"Why would someone go to a Synagogue? The Jewish habit of answering questions is not well. Far easier to go to someone openly offering to talk about all things Jewish in a museum dedicated to it that a place of worship where you have no idea if you will be welcome."
1. If that's really the case, why not have a group of Jews there to act as "tour guides," if you will, instead of having one sit behind a glass case like a--I'll say it again--circus attraction? I mean, that's literally imposing another barrier (albeit a glass one) between the person asking the question and the one giving the answer. "That's the point of this ART exhibit!" shouts someone in the stands, to which I reply that you can't have it both ways...either this is a genuine attempt to answer questions about Jews, in which case depicting them as actual human beings free of a glass cage and, again, maybe acting as tour guides would seem better than their being put on display like the last of the dodos or something, or else it's strictly art with none of that rhetoric about answering generational questions...in which case, OK, fine, I guess the most I can say is I think that's a rather lazy bit of art, not much more I can say about a piece of art besides "I don't like it" and why...
2. I somehow don't get the feeling they'd be that unwelcome...? For as much vitriol as I have against the ideologies, higher-ups, practices and so on of religious groups, on the whole, the average religious person (outliers like the Westboro Baptist Church and hate groups aside, obviously) is, I think, reasonably open to questions about their faith and identity, so long as the questioneer is polite and phrases their questions politely.
Certainly most of the religious folks here are like that...I can't imagine Draugnar or Crazy Anglican finding some curious Jews or Muslims (or even Atheists) at the door of their church and saying "Get lost, you're not wanted here!"
So I don't necessarily buy that they would worry if they were welcome or not. I suppose the obvious response is "Yes, but it's Germany, that's the whole point, isn't it?
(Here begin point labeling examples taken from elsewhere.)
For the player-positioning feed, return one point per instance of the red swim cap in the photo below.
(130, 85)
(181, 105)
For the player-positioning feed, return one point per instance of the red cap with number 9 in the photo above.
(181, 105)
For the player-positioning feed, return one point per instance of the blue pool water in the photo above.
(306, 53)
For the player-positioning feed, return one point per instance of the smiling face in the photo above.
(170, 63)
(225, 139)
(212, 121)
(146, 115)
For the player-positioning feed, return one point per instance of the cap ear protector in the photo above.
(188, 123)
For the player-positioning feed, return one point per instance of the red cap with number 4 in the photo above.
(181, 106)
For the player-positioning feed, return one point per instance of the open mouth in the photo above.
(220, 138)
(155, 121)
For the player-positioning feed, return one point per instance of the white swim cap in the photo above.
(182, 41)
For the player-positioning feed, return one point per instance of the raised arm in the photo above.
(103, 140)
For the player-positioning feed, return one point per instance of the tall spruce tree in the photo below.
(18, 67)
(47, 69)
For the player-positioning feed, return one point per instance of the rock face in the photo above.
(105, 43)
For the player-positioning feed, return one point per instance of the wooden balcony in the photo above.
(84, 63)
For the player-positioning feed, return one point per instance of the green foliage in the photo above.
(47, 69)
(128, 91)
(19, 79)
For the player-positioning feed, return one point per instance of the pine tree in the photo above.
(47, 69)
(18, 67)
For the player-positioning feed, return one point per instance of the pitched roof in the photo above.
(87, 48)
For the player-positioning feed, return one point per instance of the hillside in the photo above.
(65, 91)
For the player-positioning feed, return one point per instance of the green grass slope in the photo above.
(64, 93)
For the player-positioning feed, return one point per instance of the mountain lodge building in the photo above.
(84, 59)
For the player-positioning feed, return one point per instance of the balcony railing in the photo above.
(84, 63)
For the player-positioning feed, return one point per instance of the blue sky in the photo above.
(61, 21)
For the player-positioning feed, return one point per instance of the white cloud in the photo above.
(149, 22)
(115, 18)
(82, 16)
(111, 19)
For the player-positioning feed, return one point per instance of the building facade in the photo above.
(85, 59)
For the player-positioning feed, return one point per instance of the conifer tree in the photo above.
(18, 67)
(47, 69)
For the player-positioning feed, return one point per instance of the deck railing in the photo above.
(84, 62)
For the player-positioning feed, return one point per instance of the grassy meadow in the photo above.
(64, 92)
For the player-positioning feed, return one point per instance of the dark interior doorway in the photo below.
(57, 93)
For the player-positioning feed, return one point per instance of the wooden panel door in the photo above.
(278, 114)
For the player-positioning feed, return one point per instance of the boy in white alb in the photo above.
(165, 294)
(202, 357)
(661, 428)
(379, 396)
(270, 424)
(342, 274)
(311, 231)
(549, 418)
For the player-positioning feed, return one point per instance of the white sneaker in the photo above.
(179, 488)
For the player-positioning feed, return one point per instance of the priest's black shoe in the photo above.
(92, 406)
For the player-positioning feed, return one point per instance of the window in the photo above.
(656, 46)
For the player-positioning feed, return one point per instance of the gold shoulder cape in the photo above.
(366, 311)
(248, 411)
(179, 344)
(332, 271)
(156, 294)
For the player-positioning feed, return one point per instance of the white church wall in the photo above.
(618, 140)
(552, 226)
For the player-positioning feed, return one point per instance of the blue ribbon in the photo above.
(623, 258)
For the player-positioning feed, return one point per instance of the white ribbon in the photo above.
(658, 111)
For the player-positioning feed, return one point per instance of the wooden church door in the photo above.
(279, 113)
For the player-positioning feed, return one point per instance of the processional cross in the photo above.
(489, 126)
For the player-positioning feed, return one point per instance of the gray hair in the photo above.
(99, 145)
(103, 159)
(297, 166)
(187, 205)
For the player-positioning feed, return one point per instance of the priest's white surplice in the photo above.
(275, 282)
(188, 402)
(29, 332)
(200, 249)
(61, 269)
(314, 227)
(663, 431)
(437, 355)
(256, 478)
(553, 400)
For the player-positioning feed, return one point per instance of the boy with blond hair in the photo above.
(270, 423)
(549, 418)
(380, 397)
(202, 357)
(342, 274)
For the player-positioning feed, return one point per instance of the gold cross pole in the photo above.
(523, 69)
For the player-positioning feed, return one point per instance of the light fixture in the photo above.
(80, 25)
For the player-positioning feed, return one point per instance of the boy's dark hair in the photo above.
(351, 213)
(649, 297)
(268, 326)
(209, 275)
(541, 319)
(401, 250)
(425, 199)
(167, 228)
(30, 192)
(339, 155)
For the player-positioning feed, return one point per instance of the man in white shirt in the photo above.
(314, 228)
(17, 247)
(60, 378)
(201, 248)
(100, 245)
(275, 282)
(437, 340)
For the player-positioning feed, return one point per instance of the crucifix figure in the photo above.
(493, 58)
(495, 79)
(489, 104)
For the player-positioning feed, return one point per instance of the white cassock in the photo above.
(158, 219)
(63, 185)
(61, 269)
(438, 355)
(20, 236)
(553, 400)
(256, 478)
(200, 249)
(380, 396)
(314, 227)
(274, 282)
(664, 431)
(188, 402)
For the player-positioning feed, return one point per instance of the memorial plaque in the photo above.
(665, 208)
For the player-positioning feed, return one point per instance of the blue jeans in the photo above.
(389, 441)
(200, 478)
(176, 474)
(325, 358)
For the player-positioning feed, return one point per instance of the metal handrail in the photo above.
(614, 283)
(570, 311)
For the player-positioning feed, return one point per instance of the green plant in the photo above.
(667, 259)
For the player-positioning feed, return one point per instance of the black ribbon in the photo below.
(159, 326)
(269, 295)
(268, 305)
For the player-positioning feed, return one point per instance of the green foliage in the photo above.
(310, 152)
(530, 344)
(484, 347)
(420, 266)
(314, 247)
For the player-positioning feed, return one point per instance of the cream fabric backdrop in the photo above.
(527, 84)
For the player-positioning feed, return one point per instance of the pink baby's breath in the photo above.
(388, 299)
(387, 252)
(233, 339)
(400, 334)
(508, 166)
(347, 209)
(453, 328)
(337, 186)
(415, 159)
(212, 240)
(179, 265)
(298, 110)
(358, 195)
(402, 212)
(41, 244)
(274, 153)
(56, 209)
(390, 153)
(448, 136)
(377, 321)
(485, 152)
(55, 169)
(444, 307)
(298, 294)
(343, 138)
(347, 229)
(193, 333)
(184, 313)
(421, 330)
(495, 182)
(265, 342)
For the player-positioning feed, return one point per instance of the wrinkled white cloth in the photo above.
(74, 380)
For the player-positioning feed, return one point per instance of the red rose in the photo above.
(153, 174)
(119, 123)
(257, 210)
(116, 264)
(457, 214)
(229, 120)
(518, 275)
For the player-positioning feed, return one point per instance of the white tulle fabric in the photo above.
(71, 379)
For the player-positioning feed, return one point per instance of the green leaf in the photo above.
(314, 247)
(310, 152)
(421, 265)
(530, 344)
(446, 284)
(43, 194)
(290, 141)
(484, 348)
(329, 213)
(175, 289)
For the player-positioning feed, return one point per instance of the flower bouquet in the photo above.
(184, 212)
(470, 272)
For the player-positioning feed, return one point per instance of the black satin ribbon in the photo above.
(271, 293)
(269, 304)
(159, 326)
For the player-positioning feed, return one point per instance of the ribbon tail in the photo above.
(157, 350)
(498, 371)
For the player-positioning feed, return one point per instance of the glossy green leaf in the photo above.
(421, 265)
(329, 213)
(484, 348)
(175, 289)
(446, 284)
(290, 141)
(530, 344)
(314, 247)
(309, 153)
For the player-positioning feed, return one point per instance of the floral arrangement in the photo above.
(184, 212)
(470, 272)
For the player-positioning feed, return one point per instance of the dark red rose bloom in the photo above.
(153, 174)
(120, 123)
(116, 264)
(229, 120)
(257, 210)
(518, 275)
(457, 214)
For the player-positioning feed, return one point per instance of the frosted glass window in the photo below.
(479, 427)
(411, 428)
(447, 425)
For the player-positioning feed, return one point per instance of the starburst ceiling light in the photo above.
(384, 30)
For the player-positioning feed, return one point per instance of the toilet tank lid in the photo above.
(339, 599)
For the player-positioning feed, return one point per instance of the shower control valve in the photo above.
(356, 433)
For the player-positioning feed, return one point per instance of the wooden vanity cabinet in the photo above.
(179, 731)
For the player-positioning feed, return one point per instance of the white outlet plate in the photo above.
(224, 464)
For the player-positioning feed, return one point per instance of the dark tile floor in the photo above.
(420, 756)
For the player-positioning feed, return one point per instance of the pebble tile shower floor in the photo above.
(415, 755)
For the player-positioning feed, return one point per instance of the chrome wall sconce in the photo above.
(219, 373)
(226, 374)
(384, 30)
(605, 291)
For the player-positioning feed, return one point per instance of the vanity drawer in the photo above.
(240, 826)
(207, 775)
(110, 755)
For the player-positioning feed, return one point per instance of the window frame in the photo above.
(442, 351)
It's more sensitive there?" to which I'd have to again think that there'd at least be SOME Jews there willing to talk in a setting besides a glass cage...I also fail to see how the glass cage makes things LESS sensitive (indeed, if this is supposed to be provocative art, it'd seem designed to make the situation even more uncomfortable and tense.)
"A great error made by Jews of the past in many parts of Europe was to isolate themselves from the wider community."
While there's some merit to that, I'm going to have to call a partial BS on that, as 1. It wasn't as if the Jews were always isolated by CHOICE, and so 2. By the time there might have been any semblance of choice...well, if you've been systematically persecuted on and off over the centuries by those other to yourself and you were forced into this ghetto (or wherever) and have remained isolated for a good long period of time...chances are you're not going to be all too keen on re-integrating into the larger society that's smacked you down again and again...you're at the least going to be rather hesitant about doing so, and rather understandably so.
"The box may be unusual, but it can do little harm and perhaps a lot of good."
I don't think it does too much good, as it sets up Jews as exactly what you just said you don't think they should be set up as--that is, something sideshow-esque or otherwise mysterious that not a lot of people know about--and instead of having Jewish tour guides a la The Holocaust Museum, it makes Jews into a carnival show...which I'd argue dehumanizes them more than it truly demystifies them.